Days 3–4: Type your spans and attach the four attributes that matter — session_id, agent name, prompt version, and per-span token count with cost. Without prompt version, you can't trace a behavior change to its cause, because prompts drift silently. Without per-agent cost, you are the $47K team. The span types to distinguish: generation (an LLM call, with token counts), tool (a function or API call), retriever (a vector or DB lookup), agent (an orchestration decision), handoff (with from_agent and to_agent), and guardrail. These map directly to OpenTelemetry GenAI semantic conventions and are auto-detected by both Langfuse and the OpenAI Agents SDK.
Day 5: Build two things.
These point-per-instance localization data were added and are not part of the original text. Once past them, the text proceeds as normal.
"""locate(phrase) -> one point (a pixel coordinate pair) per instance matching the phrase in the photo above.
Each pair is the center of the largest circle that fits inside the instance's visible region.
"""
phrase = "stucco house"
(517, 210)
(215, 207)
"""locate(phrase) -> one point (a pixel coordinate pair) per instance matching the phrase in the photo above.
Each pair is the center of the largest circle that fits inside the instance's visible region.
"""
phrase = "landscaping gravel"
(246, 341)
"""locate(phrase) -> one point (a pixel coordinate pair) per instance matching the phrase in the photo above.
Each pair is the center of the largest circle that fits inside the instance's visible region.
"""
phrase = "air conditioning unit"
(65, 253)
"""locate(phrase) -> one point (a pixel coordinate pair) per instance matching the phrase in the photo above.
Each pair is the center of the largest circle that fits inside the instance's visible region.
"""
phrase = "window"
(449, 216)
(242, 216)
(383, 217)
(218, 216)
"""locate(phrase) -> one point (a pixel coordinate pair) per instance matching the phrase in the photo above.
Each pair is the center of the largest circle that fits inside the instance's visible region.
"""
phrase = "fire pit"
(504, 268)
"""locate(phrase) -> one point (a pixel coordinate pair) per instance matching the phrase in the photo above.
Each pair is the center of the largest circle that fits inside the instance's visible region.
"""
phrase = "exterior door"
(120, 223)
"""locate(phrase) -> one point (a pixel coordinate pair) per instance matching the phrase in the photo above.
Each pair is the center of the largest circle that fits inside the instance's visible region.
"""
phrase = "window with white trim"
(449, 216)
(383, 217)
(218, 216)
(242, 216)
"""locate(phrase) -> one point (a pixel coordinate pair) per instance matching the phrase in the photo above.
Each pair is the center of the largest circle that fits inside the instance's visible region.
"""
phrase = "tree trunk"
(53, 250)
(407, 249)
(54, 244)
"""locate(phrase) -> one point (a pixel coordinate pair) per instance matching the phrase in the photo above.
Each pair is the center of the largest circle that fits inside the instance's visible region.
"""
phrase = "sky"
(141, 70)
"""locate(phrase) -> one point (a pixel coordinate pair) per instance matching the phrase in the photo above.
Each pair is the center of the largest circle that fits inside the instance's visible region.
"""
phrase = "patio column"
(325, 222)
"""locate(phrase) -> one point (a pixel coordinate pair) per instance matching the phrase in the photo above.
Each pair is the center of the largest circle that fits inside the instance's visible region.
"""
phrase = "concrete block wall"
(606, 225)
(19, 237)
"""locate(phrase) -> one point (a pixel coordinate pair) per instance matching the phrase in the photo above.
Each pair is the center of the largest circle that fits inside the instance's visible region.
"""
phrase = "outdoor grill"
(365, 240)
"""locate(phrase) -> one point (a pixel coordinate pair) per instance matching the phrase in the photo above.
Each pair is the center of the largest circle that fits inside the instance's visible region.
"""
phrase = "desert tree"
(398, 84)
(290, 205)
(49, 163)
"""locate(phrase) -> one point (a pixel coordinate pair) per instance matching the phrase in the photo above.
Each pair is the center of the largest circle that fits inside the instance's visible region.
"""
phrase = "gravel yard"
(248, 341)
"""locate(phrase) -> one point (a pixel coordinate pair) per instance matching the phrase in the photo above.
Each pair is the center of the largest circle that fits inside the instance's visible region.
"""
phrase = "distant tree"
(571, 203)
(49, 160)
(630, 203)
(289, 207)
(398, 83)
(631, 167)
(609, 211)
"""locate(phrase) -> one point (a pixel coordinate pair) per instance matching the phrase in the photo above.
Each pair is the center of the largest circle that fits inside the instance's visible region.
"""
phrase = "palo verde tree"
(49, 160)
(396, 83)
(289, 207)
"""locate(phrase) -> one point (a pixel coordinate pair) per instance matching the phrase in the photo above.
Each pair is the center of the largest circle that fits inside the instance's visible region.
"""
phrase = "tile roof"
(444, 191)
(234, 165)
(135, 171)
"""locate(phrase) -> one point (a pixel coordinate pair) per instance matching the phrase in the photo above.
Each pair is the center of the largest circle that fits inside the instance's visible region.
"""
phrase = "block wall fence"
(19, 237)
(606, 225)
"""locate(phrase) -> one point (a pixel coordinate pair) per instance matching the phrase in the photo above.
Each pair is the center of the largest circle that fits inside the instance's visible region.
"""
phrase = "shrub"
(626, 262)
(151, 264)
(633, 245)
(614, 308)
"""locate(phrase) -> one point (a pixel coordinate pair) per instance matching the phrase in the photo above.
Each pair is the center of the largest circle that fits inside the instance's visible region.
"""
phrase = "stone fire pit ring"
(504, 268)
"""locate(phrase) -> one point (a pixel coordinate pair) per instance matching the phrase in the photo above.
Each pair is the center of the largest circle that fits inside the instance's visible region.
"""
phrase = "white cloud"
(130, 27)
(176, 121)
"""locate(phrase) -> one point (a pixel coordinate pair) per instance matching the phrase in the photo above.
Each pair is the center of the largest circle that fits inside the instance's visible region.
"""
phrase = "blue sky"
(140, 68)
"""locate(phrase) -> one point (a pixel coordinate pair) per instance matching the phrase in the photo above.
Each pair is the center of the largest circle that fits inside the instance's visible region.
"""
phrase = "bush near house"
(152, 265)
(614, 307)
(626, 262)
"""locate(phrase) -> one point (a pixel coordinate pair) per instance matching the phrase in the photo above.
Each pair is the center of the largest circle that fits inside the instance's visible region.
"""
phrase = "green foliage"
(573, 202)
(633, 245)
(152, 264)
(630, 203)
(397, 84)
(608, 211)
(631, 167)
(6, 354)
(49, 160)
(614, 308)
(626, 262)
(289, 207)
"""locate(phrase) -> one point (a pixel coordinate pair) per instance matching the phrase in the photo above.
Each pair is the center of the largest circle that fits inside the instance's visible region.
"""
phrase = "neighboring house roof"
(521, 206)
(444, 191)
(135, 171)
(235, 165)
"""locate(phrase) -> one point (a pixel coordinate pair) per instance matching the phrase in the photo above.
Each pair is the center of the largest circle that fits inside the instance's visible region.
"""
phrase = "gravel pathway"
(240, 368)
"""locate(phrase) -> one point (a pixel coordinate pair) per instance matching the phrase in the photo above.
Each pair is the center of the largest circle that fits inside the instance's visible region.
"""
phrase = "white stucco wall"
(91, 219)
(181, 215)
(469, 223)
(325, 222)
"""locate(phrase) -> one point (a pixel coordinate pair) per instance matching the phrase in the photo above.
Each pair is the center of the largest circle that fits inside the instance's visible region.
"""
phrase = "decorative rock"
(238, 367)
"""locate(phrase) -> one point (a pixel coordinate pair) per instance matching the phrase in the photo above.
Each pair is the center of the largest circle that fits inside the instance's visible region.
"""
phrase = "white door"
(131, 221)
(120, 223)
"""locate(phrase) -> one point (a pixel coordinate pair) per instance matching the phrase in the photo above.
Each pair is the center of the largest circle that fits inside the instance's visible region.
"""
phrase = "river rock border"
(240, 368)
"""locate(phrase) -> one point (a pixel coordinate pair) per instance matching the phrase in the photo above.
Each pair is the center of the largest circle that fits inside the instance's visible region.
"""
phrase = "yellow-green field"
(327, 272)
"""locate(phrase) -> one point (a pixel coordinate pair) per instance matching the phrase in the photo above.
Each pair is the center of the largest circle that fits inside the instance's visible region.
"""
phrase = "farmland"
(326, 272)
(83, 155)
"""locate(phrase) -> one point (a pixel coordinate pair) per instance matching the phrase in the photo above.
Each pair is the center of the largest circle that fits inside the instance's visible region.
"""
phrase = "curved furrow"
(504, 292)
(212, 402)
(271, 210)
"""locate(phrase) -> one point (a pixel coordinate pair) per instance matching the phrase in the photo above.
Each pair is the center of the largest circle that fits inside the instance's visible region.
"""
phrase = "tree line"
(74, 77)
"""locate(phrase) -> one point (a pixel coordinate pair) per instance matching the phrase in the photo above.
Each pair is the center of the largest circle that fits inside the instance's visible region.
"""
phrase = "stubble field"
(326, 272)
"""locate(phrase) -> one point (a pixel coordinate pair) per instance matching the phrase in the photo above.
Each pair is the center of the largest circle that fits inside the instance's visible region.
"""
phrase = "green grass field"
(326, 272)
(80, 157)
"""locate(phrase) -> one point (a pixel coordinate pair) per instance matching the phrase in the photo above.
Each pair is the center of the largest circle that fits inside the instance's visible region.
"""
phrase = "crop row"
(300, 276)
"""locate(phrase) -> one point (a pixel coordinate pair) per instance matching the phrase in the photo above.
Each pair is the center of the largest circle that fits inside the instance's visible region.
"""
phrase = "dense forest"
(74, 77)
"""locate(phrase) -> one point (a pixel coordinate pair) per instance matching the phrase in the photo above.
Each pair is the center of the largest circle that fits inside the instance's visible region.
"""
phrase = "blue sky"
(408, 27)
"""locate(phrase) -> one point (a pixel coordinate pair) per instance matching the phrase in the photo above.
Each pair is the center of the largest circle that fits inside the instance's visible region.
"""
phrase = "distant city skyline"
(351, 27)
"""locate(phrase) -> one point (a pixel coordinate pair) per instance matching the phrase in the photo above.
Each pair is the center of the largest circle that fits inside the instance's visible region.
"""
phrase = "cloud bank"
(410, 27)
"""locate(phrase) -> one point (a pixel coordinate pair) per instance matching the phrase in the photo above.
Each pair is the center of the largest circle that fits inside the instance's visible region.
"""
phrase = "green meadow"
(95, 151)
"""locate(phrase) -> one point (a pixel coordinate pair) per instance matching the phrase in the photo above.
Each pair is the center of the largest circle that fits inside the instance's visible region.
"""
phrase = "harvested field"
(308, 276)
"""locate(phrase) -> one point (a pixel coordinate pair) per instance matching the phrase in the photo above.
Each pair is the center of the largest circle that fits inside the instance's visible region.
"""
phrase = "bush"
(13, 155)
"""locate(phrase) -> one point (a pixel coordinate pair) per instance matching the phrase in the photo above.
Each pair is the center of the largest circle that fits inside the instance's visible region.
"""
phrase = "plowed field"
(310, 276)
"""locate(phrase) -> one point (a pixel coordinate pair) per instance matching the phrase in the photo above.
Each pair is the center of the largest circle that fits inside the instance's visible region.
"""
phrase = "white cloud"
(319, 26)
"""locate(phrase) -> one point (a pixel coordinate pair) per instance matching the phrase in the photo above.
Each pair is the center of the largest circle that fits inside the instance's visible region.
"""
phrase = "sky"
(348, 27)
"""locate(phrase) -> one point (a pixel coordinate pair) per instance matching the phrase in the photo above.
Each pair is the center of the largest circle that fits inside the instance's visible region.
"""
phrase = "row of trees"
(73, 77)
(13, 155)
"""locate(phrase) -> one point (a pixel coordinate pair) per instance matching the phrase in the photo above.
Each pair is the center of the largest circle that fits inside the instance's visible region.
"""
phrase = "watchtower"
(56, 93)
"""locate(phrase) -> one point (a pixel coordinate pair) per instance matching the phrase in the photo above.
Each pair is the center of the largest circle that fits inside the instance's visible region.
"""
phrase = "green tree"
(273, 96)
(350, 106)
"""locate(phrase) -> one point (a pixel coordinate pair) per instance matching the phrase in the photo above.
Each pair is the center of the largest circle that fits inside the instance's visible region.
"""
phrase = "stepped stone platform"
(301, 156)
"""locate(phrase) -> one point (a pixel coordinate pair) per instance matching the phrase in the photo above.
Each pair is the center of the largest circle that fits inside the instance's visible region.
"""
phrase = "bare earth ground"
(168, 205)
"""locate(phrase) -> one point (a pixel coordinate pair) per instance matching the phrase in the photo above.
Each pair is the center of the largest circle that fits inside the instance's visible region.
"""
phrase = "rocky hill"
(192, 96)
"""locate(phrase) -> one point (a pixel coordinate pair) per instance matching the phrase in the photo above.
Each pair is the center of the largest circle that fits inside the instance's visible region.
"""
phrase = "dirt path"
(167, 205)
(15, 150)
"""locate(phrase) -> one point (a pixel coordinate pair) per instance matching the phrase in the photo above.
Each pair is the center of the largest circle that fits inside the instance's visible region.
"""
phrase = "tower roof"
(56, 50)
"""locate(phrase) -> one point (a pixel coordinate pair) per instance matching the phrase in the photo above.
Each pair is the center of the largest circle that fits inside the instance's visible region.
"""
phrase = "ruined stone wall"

First, the dashboard: cost per completed task (not per request — a cheap agent that fails twice and escalates is expensive), chain-depth distribution, and consecutive tool-failure count. Second, alerts that match agent failure shapes: page on chain depth greater than 8, on three or more identical tool calls in a single run (the exact signal the $47K team lacked), and on a hard per-session cost ceiling. Critically, an alert is not enforcement. The $47K team had a budget alert; it fired two days too late. Pair every alert with a circuit breaker that actually halts the next call. For storage, sample tail-based: keep 100% of traces with an error or above a cost threshold, sample the rest at 5–10%. That keeps the bill sane without throwing away the trace you'll want at 2 AM.
Find out if you have this problem tonight
Two checks, five minutes.
Check 1: Open your current observability tool and try to answer "what did my agent's most expensive run last week cost, and which sub-agent and which tool spent it?" If you can't break the number down by agent and tool, you have request-level monitoring, not agent observability — and you can't see a cost spiral forming.
Check 2: Grep your last 1,000 production runs for the maximum number of steps or tool calls in any single run. If your max is wildly above your median, or if you have no max-iteration cap and no per-run cost ceiling wired to an actual kill switch, you are one ambiguous tool description away from the $47K story.
If both come back clean, your traces are tight and your brakes are wired. If they don't, you just found the incident before it found you.
The dashboard that stays green is the one that lies
In a microservice, you read source code to understand behavior. In an agent, the trace is the source code — the runtime decisions happen inside the model, and without typed spans, per-agent cost, and chain-depth tracking, you are debugging by reading the model's mind.
You already know distributed tracing. The discipline is the same. The failure surface is different. Point your tracing at the agent decisions, not just the infrastructure — and wire the alerts to brakes, not dashboards.
Instrument the decision chain, or keep flying on a green dashboard that cannot see the failure. There is no third option.